Murad Awawdeh, who is president and CEO of NYIC, railed against Adam’s “mismanagement” and playing the “blame game” while “scapegoating immigrants for all the city’s problems while simultaneously overinflating the costs associated with recent arrivals.” According to the New York City Independent Budget Office (IBO) January 2025 report, the city’s new arrival spending indeed was exaggerated by Adam’s office, even as the number of new arrivals declined. The mayor’s office did not update its budget for services with changing arrival trends or actual spending figures as the information became available, confirmed the IBO. The report found that spending in 2024 wound up being $3.8 billion, which is $1 billion lower than it was budgeted to be.
“Drastic cuts were imposed on our public programs, only to be magically reversed because they were never needed in the first place,” said Awawdeh in a statement. “When we look back at how Adams has welcomed our newest neighbors, he chose cruelty and fear-mongering over investments in our communities and future. He doubled down on shelter evictions, and refused to implement cost-effective policies – like getting more people into stable housing – which would actually put people, and our city, on the pathway to success. The ‘savings’ being celebrated in today’s preliminary budget actually just are reduced cost projections that reflect the reality of our City’s finances, not an accomplishment of effective budgeting and policy.”
On Hochul’s budget, Awawdeh said that it should go further to invest in the state protections for immigrant New Yorkers as the new Trump administration vows to target them. He encouraged more dollars for immigration services like free legal representation, language access, the Working Families Tax Credit, Coverage 4 All, and the Housing Access Voucher Program.

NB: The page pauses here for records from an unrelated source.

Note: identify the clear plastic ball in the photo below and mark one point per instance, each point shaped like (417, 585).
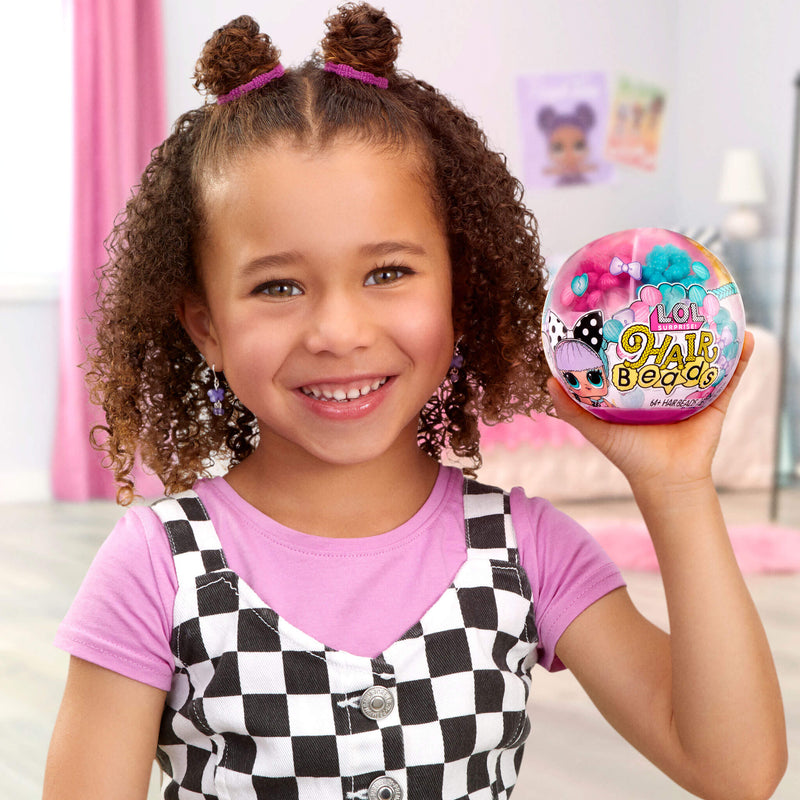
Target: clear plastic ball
(643, 326)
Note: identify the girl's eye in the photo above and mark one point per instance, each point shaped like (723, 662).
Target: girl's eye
(279, 289)
(384, 275)
(572, 380)
(595, 378)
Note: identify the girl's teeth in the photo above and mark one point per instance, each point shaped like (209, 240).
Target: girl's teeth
(340, 395)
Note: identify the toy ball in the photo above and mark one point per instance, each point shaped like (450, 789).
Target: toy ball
(643, 326)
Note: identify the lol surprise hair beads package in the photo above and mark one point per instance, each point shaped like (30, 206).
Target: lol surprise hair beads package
(325, 279)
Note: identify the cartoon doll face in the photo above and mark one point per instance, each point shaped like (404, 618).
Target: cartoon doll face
(568, 149)
(588, 385)
(579, 357)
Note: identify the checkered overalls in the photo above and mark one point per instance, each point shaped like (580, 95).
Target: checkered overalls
(259, 709)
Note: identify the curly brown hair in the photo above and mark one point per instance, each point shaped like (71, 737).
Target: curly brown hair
(144, 369)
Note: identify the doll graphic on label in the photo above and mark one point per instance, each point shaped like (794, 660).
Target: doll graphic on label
(580, 357)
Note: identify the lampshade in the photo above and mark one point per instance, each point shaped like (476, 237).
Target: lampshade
(742, 178)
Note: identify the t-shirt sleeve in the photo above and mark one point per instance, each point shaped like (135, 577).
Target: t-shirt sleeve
(567, 569)
(121, 618)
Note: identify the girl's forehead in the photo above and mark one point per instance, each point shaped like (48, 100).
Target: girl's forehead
(293, 198)
(345, 175)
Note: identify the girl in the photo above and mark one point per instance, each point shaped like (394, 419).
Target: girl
(341, 615)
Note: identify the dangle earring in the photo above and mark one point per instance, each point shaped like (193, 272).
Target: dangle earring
(456, 363)
(216, 395)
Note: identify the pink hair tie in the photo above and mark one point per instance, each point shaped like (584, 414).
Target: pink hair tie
(346, 71)
(256, 83)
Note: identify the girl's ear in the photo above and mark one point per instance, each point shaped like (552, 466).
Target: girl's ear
(195, 316)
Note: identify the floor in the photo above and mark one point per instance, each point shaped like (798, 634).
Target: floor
(572, 753)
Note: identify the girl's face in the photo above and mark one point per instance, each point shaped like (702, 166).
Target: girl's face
(327, 297)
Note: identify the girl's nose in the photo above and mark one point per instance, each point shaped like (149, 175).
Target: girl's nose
(339, 323)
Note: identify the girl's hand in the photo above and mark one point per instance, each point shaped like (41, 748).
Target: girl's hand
(671, 455)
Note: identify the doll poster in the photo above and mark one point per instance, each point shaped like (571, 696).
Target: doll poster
(635, 124)
(564, 121)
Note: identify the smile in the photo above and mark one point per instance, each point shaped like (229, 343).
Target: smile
(342, 393)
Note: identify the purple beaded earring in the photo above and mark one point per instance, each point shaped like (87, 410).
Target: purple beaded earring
(216, 395)
(456, 363)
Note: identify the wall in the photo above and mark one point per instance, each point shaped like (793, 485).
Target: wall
(475, 55)
(727, 66)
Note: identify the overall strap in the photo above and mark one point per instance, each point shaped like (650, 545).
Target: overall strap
(487, 520)
(195, 546)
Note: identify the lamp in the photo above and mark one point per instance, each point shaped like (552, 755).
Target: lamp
(742, 186)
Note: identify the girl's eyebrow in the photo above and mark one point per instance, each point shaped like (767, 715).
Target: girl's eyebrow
(293, 256)
(271, 260)
(390, 247)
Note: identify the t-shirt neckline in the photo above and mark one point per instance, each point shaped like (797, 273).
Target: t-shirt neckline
(283, 535)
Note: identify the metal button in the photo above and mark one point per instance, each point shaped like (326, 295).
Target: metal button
(376, 703)
(385, 788)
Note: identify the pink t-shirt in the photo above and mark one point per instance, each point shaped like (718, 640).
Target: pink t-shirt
(358, 595)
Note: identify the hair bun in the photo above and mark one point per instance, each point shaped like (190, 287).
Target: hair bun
(362, 37)
(234, 55)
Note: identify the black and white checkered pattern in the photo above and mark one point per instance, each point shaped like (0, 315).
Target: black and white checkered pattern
(259, 709)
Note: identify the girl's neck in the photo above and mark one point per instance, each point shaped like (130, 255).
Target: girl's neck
(337, 501)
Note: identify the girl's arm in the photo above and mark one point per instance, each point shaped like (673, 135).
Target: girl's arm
(703, 703)
(105, 736)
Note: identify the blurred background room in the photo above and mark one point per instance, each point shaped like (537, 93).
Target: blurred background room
(682, 115)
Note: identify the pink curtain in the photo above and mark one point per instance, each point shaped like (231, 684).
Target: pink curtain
(119, 116)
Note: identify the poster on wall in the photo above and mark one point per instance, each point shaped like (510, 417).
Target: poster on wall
(634, 130)
(564, 118)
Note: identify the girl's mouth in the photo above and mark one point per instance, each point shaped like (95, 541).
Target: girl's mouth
(342, 393)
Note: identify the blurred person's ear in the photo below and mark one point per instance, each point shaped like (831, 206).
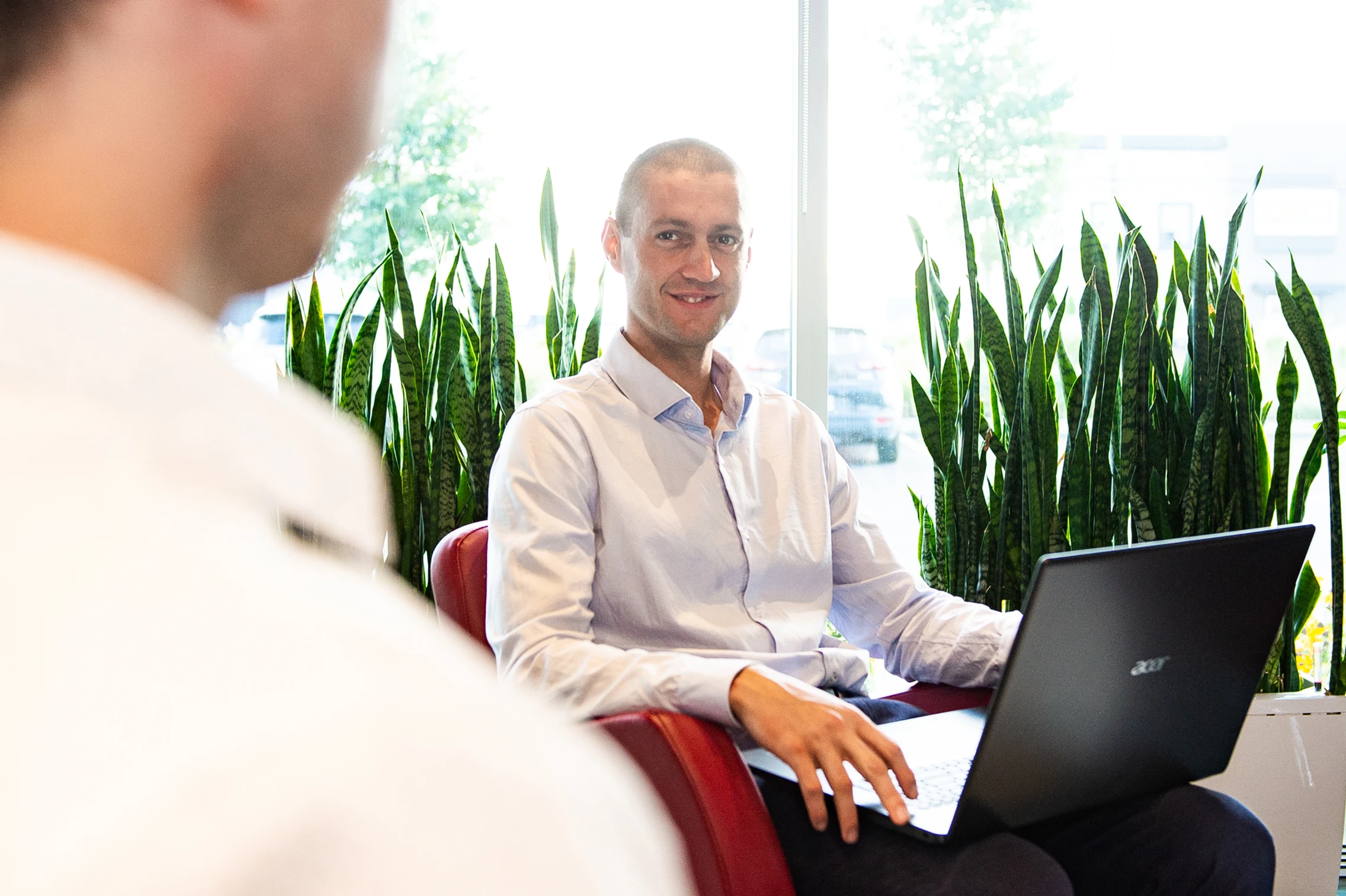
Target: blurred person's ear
(305, 128)
(613, 244)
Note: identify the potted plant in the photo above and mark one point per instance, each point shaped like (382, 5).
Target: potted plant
(435, 388)
(1134, 448)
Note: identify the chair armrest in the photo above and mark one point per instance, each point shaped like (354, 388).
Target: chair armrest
(709, 791)
(944, 699)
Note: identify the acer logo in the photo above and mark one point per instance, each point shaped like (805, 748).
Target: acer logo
(1147, 666)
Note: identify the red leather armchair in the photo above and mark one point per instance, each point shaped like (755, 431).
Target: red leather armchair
(692, 763)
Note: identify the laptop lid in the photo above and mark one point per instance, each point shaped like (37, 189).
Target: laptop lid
(1132, 672)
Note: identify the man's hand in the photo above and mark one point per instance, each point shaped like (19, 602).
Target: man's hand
(810, 730)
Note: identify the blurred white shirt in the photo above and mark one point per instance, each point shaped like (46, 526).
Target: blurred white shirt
(194, 701)
(637, 558)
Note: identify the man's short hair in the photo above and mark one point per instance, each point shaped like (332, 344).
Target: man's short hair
(30, 31)
(685, 154)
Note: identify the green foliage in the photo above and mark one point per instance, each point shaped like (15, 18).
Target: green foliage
(976, 85)
(415, 172)
(562, 318)
(1130, 448)
(446, 385)
(443, 396)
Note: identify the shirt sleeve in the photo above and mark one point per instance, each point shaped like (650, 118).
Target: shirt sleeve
(919, 632)
(540, 585)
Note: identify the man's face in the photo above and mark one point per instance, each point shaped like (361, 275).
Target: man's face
(306, 131)
(683, 259)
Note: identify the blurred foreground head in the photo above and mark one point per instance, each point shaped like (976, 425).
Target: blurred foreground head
(198, 144)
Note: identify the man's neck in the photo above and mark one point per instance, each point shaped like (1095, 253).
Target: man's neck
(684, 365)
(76, 176)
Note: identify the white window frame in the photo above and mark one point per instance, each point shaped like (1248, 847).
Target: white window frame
(809, 300)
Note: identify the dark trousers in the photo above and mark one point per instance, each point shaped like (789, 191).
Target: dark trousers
(1185, 841)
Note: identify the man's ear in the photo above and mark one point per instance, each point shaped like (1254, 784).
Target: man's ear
(613, 244)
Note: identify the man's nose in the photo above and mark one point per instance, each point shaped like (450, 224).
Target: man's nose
(700, 265)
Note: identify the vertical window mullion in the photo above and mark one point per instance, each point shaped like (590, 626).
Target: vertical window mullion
(809, 350)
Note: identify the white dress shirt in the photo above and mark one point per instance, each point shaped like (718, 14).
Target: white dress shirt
(197, 701)
(639, 558)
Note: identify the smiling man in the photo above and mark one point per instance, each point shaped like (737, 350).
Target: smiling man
(665, 536)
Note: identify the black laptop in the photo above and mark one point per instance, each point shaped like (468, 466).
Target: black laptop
(1131, 675)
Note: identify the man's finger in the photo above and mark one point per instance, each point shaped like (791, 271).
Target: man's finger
(892, 755)
(815, 802)
(875, 771)
(842, 786)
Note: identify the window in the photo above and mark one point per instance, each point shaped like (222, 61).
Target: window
(581, 91)
(919, 89)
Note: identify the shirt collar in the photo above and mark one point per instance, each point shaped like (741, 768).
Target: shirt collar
(652, 390)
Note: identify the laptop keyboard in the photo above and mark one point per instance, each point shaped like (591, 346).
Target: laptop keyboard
(938, 783)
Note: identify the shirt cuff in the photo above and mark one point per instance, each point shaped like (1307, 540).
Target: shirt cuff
(1008, 630)
(706, 692)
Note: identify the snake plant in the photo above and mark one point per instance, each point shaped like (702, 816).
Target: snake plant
(437, 389)
(1130, 447)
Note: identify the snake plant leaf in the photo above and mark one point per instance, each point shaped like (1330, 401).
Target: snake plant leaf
(996, 348)
(929, 420)
(1091, 348)
(1042, 295)
(1198, 322)
(553, 335)
(379, 412)
(411, 355)
(1140, 518)
(951, 396)
(591, 334)
(462, 407)
(294, 334)
(551, 236)
(1149, 269)
(1093, 264)
(1014, 298)
(1307, 591)
(427, 342)
(1287, 389)
(502, 362)
(1300, 313)
(360, 367)
(571, 320)
(1182, 275)
(1053, 343)
(1309, 468)
(1135, 375)
(946, 314)
(1105, 409)
(337, 353)
(466, 503)
(925, 540)
(929, 349)
(314, 353)
(488, 419)
(444, 467)
(474, 300)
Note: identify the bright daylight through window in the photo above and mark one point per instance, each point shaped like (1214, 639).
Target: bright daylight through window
(1053, 104)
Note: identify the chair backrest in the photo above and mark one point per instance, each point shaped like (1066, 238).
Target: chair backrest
(458, 579)
(694, 766)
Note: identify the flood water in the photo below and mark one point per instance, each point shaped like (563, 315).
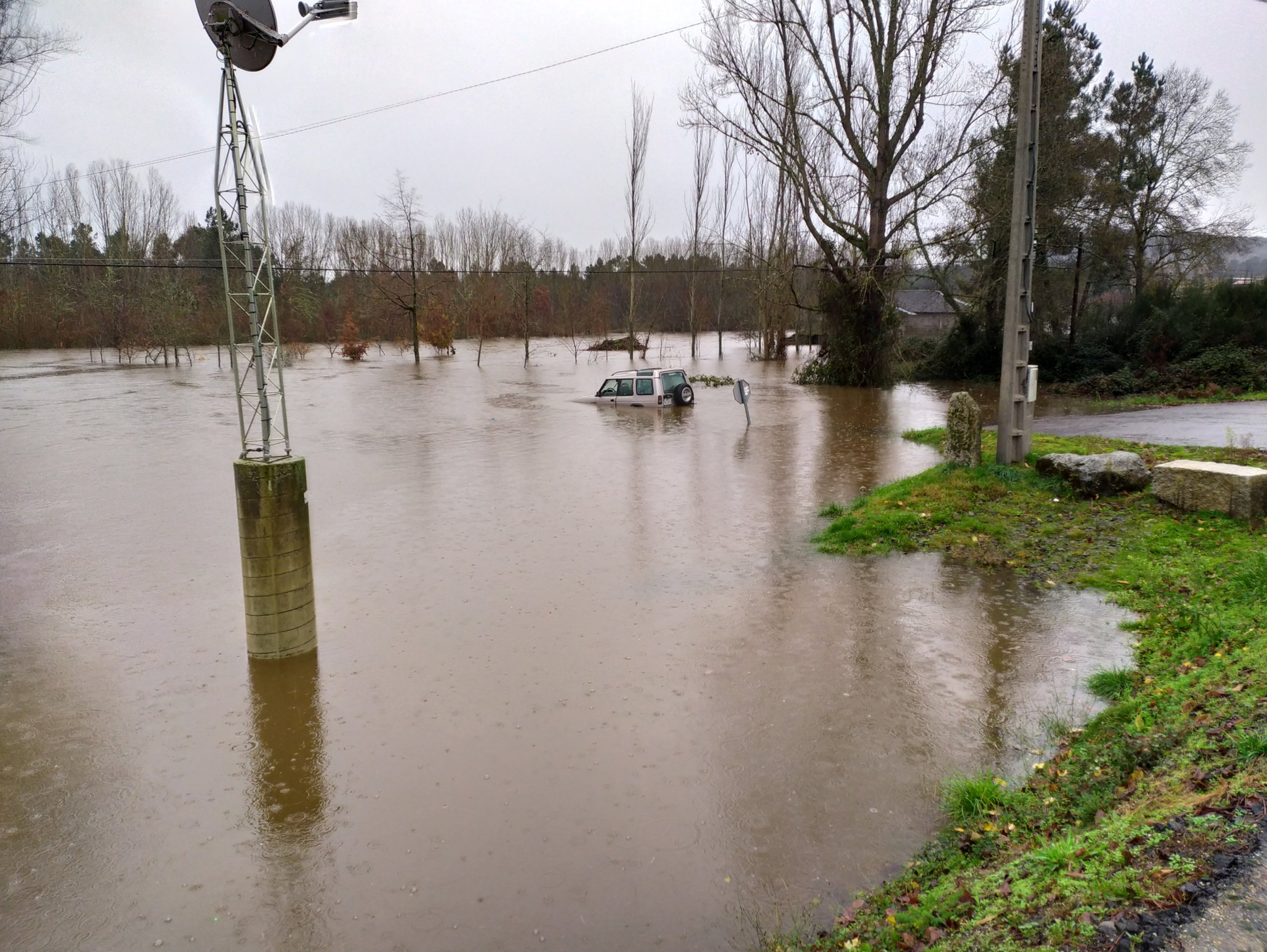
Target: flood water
(582, 682)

“Albany must reaffirm its commitment to supporting all New Yorkers, no matter when they arrived here. This is especially true as Trump threatens to slash social services and pursue risky economic policies,” said Awawdeh. “New York’s working families are going to be hurting even more under our ongoing affordability crisis, despite Hochul’s rhetoric of building a liveable New York. Too many immigrant families – who work and pay taxes here – will not benefit from the proposals she is putting forward.”